Keywords: Female stress urinary incontinence, laser treatment, vaginal CO2laser

How to cite this article:
Jasim SM, Khalil Al-Rawi RY. Efficacy and safety of vaginal CO2Laser treatment in female stress urinary incontinence. Med J Babylon 2018;15:251-7

How to cite this URL:
Jasim SM, Khalil Al-Rawi RY. Efficacy and safety of vaginal CO2Laser treatment in female stress urinary incontinence. Med J Babylon [serial online] 2018 [cited 2023 May 29];15:251-7. Available from: https://www.medjbabylon.org/text.asp?2018/15/3/251/242062

  Introduction Top

Urinary incontinence (UI) is defined by the International Continence Society as “the complaint of involuntary leakage of urine.”[1] There are four main types of incontinence: stress, urge, overflow, and functional incontinence.[2] Stress UI (SUI) is the most prevalent type in women and is defined as involuntary loss of urine due to sphincter failure during physical activity, coughing, or sneezing, which all cause an increase in abdominal pressure.[3] It has an observed prevalence of between 4% and 35%.[4]
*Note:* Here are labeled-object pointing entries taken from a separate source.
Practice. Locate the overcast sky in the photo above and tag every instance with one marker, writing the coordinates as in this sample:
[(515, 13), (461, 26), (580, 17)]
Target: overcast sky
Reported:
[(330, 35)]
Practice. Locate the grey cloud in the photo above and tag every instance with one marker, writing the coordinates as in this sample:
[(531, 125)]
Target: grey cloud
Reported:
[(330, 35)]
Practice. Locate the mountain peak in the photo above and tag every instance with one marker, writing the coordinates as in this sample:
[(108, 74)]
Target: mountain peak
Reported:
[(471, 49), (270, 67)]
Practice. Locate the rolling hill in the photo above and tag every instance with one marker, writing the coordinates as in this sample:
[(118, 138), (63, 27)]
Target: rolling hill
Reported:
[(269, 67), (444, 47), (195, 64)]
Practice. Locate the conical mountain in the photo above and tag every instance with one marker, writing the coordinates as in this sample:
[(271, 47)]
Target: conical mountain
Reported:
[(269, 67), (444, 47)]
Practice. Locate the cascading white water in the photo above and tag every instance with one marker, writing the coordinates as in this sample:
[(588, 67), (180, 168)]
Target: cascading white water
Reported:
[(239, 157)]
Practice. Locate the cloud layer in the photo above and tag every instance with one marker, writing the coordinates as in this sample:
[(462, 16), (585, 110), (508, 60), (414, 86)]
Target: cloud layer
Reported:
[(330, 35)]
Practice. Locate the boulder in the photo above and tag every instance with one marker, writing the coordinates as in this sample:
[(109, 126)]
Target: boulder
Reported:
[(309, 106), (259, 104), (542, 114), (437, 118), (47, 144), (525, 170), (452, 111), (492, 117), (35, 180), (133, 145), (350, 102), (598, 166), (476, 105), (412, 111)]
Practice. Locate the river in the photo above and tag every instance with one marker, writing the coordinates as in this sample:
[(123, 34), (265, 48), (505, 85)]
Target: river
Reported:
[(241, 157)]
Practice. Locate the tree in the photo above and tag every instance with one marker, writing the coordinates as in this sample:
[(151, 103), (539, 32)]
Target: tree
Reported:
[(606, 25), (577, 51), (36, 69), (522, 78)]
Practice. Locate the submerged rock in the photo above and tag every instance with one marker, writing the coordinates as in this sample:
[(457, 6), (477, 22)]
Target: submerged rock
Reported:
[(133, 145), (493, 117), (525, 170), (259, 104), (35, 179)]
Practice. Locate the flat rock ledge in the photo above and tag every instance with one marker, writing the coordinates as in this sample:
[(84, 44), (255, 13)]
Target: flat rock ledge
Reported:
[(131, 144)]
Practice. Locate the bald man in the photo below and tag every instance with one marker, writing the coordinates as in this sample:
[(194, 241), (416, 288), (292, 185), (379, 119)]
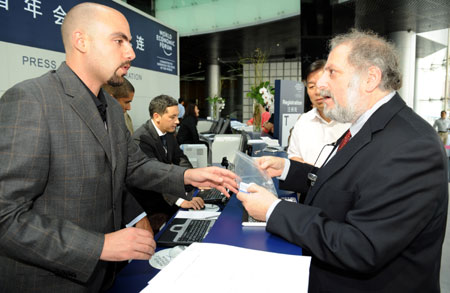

The peak incidence of SUI occurs between 45 and 49 years of age.[5] Risk factors cited for the development of SUI included: advanced age; obesity; vaginal deliveries, in which, damage may occur to local musculature and innervation as the fetus passes; traumatic deliveries involving forceps and/or episiotomies; multiparity and pregnancy at an advanced age; estrogen deficiency, conditions associated with increased intraabdominal pressure; smoking; diabetes; collagen diseases; neuropathies; and history of hysterectomy.[6]

The etiology of SUI is multifactorial. SUI may be caused by inadequate support of the pelvic organs and anterior vaginal wall suspension and/or a possible change in the intrinsic urethral closure mechanism itself,[7],[8] in addition to that, histological studies observed a reduction of collagen in the urethral wall in case of loss of urethral support and/or sphincter dysfunction.[9] UI reduces the quality of life, including sexual health.[10] Many women with incontinence report loss of urine during vaginal intercourse, which can cause embarrassment and relationship problems.[11]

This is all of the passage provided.